INTERVENTION
- Question écrite adressée à M. le président de la Polynésie française
- Objet : Conditions hasardeuses des « evasan » inter-îles dans l’archipel des Marquises
DOCUMENTS
Monsieur le Président, Ia ora na,
« Une femme meurt après 15 heures d’evasan ». Tel est le titre poignant d’un article paru le mercredi 6 juillet 2016 dans un quotidien de la place relatant les conditions déplorables de transfert d’une patiente de Ua Huka en état de choc septique.

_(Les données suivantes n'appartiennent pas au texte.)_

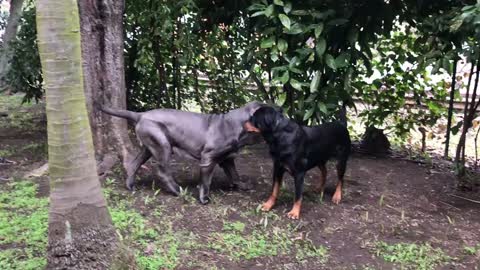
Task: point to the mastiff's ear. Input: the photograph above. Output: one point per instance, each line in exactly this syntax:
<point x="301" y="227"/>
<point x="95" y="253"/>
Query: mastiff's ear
<point x="255" y="106"/>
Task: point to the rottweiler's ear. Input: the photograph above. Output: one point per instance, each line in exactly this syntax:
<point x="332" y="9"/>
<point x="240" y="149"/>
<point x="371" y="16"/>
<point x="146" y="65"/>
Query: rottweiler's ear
<point x="253" y="109"/>
<point x="278" y="109"/>
<point x="249" y="127"/>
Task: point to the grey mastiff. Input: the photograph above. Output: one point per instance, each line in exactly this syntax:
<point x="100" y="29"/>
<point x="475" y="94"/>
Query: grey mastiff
<point x="210" y="138"/>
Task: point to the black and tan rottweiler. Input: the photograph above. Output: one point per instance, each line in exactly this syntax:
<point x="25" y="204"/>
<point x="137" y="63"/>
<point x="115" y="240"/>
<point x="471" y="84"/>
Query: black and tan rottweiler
<point x="296" y="149"/>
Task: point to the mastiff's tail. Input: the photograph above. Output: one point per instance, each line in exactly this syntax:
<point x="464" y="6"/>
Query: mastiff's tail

Une perte humaine de plus sur la liste de Polynésiens des archipels éloignés, victimes de la carence, de l’inadaptation et de la désorganisation des moyens de secours inter-îles.
L’île infortunée de Ua Huka dont est originaire cette victime, avait déjà vécu pareil drame en octobre 2014 « après le décès d’un homme de 33 ans suite à un accident de voiture lors de son transfert vers Nuku Hiva… La lenteur et les conditions difficiles de son évasan avaient peut être empêché de sauver ce père de famille. »
D’octobre 2014 à juillet 2016, le Pays n’aura rien fait pour remédier à cette situation, absolument RIEN.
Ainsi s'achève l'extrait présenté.